11 dicembre

Oggi, ma nel 1942, ad Algeri, in Algeria, nella rada, dieci uomini gamma della 10ª flottiglia Mas, unità speciale della regia Marina Militare italiana, a bordo del sommergibile modificato “Ambra”, sotto il comando del capitano di corvetta Mario Arillo, spezzino di 30 anni, con l’impiego di tre Siluri a lenta corsa, mettevano a segno l’operazione “N.A.1”. Affondavano due mercantili al servizio della Royal Navy “Ocean Vanquisher”, da 7.174 tonnellate di stazza, e “Berto”, da 1.493, e ne danneggiavano altri due, “Empire Centaur”, da 7.014, e “Harmattan”, da 6.587. E recuperavano così anche l’insuccesso nel porto di Alessandria d’Egitto, dell’azione “G.A.4”, del 14 maggio 1942, sempre della Decima agli ordini del “principe nero”, il capitano di corvetta Junio Valerio Borghese.
Che, occorre precisarlo, era quella istituita il 23 aprile 1939 guidata dal comandante di fregata Paolo Aloisi e in attività fino all’8 settembre 1943, quindi sempre nel contesto del secondo conflitto mondiale combattuto via mare, ma antecedente il passaggio come “corpo franco” e poi operante, anche in spedizioni di terra come divisione di “fanti da mar”, come Xª, sotto le insegne di guerra della Marina della Repubblica sociale italiana, dal 14 settembre 1943 al 26 aprile 1945. L’assalto algerino era coadiuvato come “civetta” dal tenente di vascello Augusto Jacobacci, vicentino di 25 anni, che a causa delle cattive condizioni meteo, dell’ecoscandaglio fuori uso, e della scarsità d’informazioni guidava, dalla garitta, gli operatori sui “maiali” mediante una sorta di telefono galleggiante.
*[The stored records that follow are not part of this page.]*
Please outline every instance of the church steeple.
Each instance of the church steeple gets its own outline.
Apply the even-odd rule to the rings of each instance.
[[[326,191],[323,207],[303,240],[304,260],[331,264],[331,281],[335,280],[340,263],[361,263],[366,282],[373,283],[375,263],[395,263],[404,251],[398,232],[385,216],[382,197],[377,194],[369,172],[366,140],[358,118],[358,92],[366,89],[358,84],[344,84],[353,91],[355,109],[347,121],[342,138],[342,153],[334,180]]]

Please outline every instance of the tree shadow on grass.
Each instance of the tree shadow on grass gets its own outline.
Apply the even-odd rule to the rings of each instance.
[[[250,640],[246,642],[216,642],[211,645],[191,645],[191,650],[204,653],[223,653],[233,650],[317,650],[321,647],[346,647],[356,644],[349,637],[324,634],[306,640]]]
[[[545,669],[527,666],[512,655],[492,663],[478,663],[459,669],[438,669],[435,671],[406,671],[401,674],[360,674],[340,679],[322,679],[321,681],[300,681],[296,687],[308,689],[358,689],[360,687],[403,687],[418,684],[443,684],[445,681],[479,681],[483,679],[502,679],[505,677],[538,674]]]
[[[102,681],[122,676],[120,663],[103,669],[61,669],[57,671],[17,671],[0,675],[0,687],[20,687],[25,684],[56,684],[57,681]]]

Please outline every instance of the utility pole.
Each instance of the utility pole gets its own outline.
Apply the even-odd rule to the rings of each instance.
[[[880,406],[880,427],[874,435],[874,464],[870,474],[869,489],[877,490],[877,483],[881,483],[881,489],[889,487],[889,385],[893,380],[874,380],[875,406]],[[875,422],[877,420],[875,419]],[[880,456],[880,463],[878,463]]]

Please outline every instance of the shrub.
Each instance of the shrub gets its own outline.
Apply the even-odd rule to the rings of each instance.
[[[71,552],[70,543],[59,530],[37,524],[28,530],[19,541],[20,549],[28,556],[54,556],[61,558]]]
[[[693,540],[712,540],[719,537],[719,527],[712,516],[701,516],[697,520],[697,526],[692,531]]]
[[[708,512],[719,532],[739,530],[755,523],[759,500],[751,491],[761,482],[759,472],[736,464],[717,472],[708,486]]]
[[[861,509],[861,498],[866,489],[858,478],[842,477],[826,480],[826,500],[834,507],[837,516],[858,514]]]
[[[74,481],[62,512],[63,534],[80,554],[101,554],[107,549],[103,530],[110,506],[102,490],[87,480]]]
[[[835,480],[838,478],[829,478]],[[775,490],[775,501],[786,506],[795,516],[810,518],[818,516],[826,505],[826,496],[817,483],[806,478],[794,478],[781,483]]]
Ed era aiutato da Armando Battaglia, secondo capo torpediniere. Quindici componenti della missione, inclusi i dieci sabotatori subacquei Gamma venivano catturati dai britannici. Erano: Agostino Morelli, tenente delle Armi navali; Oreste Botti, secondo capo infermiere; Giuseppe Feroldi, sottocapo palombaro; Luigi Rolfini, sergente dei Granatieri; Alberto Evangelisti, sergente dei Bersaglieri; Evideo Boscolo, sottocapo cannoniere; Rodolfo Lugano, fuochista; Giovanni Lucchetti, marinaio sommozzatore; Luciano Luciani, fante; Gaspare Ghiglione, altro sergente dei Bersaglieri. Erano scesi sul fondo muniti di Autorespiratore ad ossigeno “Aro” ed erano stati addestrati a Livorno dal capitano di corvetta Angelo Belloni, pavese di 60 anni, ideatore del cosiddetto “Vestito Belloni”, la prima muta stagna, appositamente richiamato in servizio allo scoppio del conflitto per le sue abilità di sommozzatore.
Gli altri cinque prigionieri erano Giorgio Badessi, Ferdinando Cocchi, Guido Arena, Giorgio Reggiolo, Colombo Pamolli. Ad eccezione di Arillo (nella foto, particolare, mentre fuoriesce dal portellone nello scatto proveniente dall’archivio storico della Marina militare), invece, riusciva a strisciare sul fondale a soli 18 metri di profondità, rischiando d’incagliarsi e d’essere scoperto, e a riemergere dopo 36 ore, nonostante la collisione con un relitto, riportando incolume il suo “Ambra”, varato il 28 maggio 1936, a La Spezia, il 15 dicembre successivo. Con lui a bordo c'erano anche: Salvatore Vassallo, tenente di vascello e secondo nella catena di comando; Luciano Barca, ufficiale di rotta; Mario Donati, secondo capo motorista. Il 28 marzo 1943 Arillo verrà insignito della medaglia d’oro al valor militare.